# Treated lumber for hive stand



## lockdown199 (Nov 2, 2014)

Looking to build a couple of hive stands and was wondering if it was ok to use treated lumber or go with untreated. I was thinking that treated might effect the hive from fumes that come off the wood.


----------



## psm1212 (Feb 9, 2016)

You will probably get positive and negative responses, focusing primarily on the chemicals used in treating the wood and how those chemicals may effect honey and/or bees. I have built screened bottom boards out of both untreated and treated materials and I have not noticed any difference. Other than untreated bottom boards rot much more quickly than treated bottom boards. I think it is really just your personal philosophy on chemicals and beekeeping.


----------



## ifixoldhouses (Feb 27, 2019)

I try and buy them a few months before I use them, lets them dry out some.and if it twists you can take it back.


----------



## crofter (May 5, 2011)

I dont know whether we are on the same standard both sides of the border but there was quite a change over here in regard to arsenic content.

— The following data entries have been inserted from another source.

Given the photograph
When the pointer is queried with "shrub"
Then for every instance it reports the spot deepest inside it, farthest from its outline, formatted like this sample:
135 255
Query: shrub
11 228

I dont know what the common formulation is now but it is less bad! Probably the most meaningful exposure would be via sawing etc., when we build with it.


----------



## lockdown199 (Nov 2, 2014)

I read a couple articles on the subject and it would take awhile for the wood to dry out. Now I’m thinking trex decking or something similar


----------



## lockdown199 (Nov 2, 2014)

Just checked price of trex decking, probably going to go with regular wood 2x4 and some good outdoors latex paint.


----------



## JConnolly (Feb 21, 2015)

Both. The stand platform is not in contact with the ground so use regular lumber. Use treated lumber for legs that are in contact with the ground.

Here is something to think about instead.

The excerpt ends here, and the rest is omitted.